Opinión/Solidaridad por el Tolima/Adriana Magali Matiz

Otro matiz

28 de julio 2008 , 12:00 a.m.
Vuelve y juega, ahora otro de nuestros senadores es llamado a rendir cuentas por sus presuntos vínculos con lo grupos paramilitares. No se imaginaron nuestros legisladores que esta ley tan criticada por la oposición, se convertiría en el palo en la rueda de la seguridad democrática y a la vez el estigma social nacional de su grupo de congresistas. Una ley que tuvo como objetivo la confrontación de un país con su realidad, terminó desnudando que en Colombia se miente no solo por necesidad, sino por deporte. Hace meses manifesté cuánto daño había hecho a la justicia reconocer valor de elemento probatorio pleno a la declaración rendida por quien aspira a algún beneficio, ya sea jurídico o de comodidad donde se encuentra recluido. No puede creerse en la voluntariedad de tal testimonio, cuando quien lo rinde, llegó a sacrificar vidas, cometer desplazamientos y toda clase de injusticias, precisamente en la consecución de beneficios para ellos. Lo que se concibió como un proceso político que buscaba la desmovilización de los grupos armados, se convirtió en una negociación de penas y beneficios a cambio de nombres, una verdadera cacería de brujas, donde lo que menos interesa es difamar o acabar el nombre de una persona, la dignidad de una familia, pues qué les puede preocupar quitar una honra a quienes han acabado centenares de vidas.

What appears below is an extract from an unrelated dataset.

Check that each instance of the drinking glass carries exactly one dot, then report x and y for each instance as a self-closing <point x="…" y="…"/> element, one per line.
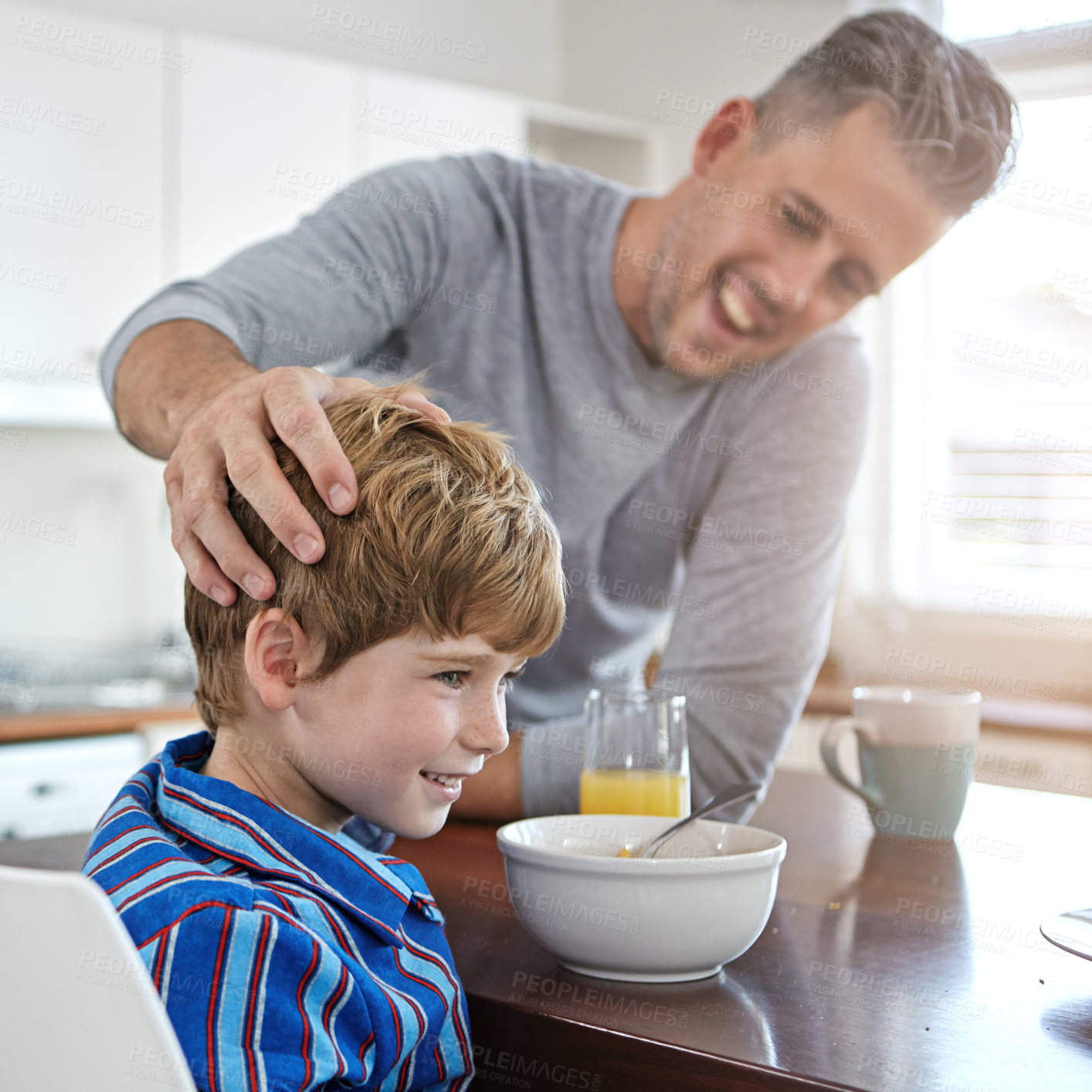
<point x="637" y="760"/>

Otro suceso que llama la atención, es la forma como se captura a nuestros dirigentes, el día preferido: el viernes, la hora preferida: la de la tarde, tal vez para lograr la audición mundial que con esto lograran, o si no imaginémonos la reacción de nuestros vecinos que tratan de hermanos a los guerrilleros, cuando se enteren de que un ex presidente del Congreso, presidente del Partido del presidente Uribe , fue detenido por sus presuntos vínculos con la 'parapolítica'. Hasta qué punto podemos llegar a afirmar que se ha hecho justicia, cuando existen varias personas de bien privadas de su libertad por expresiones interesadas en beneficios de detenidos, que no estaban interesados en ningún proceso de paz. Qué daño tan grande al país y a nuestro departamento esta interminable situación de dirigentes detenidos, qué valor tan grande se ha dado a la palabra del delincuente, qué daño se hacen ellos mismos porque sus vidas no terminarán con el cumplimiento de sus penas, pero de demostrarse seguramente que todo su dicho fue mentira y se utilizo para desestabilizar a este país, las mismas podrían ser interminables no solo penitenciariamente sino socialmente también. Lo único que queda para concluir es que en concepto de la justicia, los tolimenses no tuvimos la capacidad sin consultar a los grupos paramilitares de elegir libremente a nuestros parlamentarios, y que nuestro departamento fue el preferido de las Auc para imponer candidatos a todos los cargos y corporaciones. Mi solidaridad para nuestros senadores y representantes, incluido nuestro ex senador Santofimio, mi solidaridad para sus familias, mi solidaridad con todos los alcaldes detenidos por este proceso, para todos los que están siendo investigados, ojalá la justicia brille y se demuestre que en este departamento fuimos decentes para elegir nuestros dirigentes.